Spécificité : base de données unique. A changé la manière de travailler ?
- RD Clinique : était une des conditions de passage à l'ERP. Mutualisation pour gain de productivité. Conditions : mobilité + flux de données + possibilité d'adapter les schémas (process) à chaque protocole.
- César Groupe : un des objectifs de la mise en place de l'ERP : même "langage" (codifications, ...). Dans un 2ème temps, il est possible de consolider plus facilement les données au niveau Groupe.
- MGEN : si on a besoin de l'ERP pour avoir un langage commun... on a un problème. Plutôt changement de langage qu'à avoir un nouveau langage.

Réorganisation des processus ... impact RH ?
- MGEN : il y a des baronnies. ERP souvent utilisé comme excuse pour faire sauter les prés carrés...
- RD Clinique : ERP devait apporter du confort.
- LPG : but, transformer un projet informatique en un projet d'entreprise. Difficulté à faire évoluer les gens. Il faut avoir des axes populaires, des sponsors.
- Lexibook : l'utilisateur doit être demandeur de l'ERP.
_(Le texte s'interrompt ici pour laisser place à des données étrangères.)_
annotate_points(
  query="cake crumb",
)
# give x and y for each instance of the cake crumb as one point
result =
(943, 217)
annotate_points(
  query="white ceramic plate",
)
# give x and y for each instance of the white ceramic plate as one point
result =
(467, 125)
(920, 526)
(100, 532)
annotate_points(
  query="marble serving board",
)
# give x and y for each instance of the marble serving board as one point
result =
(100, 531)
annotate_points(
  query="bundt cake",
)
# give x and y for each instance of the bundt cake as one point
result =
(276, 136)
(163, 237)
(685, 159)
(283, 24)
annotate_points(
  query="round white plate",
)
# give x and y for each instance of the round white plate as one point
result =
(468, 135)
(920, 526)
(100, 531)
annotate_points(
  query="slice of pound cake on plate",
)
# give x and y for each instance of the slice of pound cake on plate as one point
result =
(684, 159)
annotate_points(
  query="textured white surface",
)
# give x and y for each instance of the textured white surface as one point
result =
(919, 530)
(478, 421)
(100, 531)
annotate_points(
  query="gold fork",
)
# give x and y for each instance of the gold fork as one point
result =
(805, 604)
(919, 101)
Conduite du changement : annonce ? Implication de la Direction Générale ?
- Lexibook : annoncé lors de présentations dans les filiales.
- Knowings : plus simple. Projet stratégique. "Fast and furious". Projet de recherche qui a entraîné le projet ERP. Il fallait imprimer un modèle dans les futures croissances externes.
- LPG : 2 axes de communication. Déjà un portail collaboratif. Editorial hebdomadaire à tous les utilisateurs. + Vecteur humain : communication régulière de l'intégrateur à tous les niveaux. Communication autours de la machine à café.
- MGEN : jamais eu de problème de conduite du changement. Sont partis d'un outil très vieux. Projet avec des personnes "les moins moteurs" et "les plus moteurs, les visionnaires". L'information est passée toute seule.
- RD clinic : ERP venu après un travail de 3 ans, après le travail d'analyse des processus. Choix de l'ERP n'est venu qu'en dernier lieu, après la rédaction du cahier des charges. "Travailler plus vite pour soigner mieux."
- César Groupe : avaient déjà des outils. 1er réflexe : "mais ça fonctionne très bien." Il a fallu expliquer très en amont. Et preuve à l'appui progressivement, après des mises en place filiale par filiale, étape par étape.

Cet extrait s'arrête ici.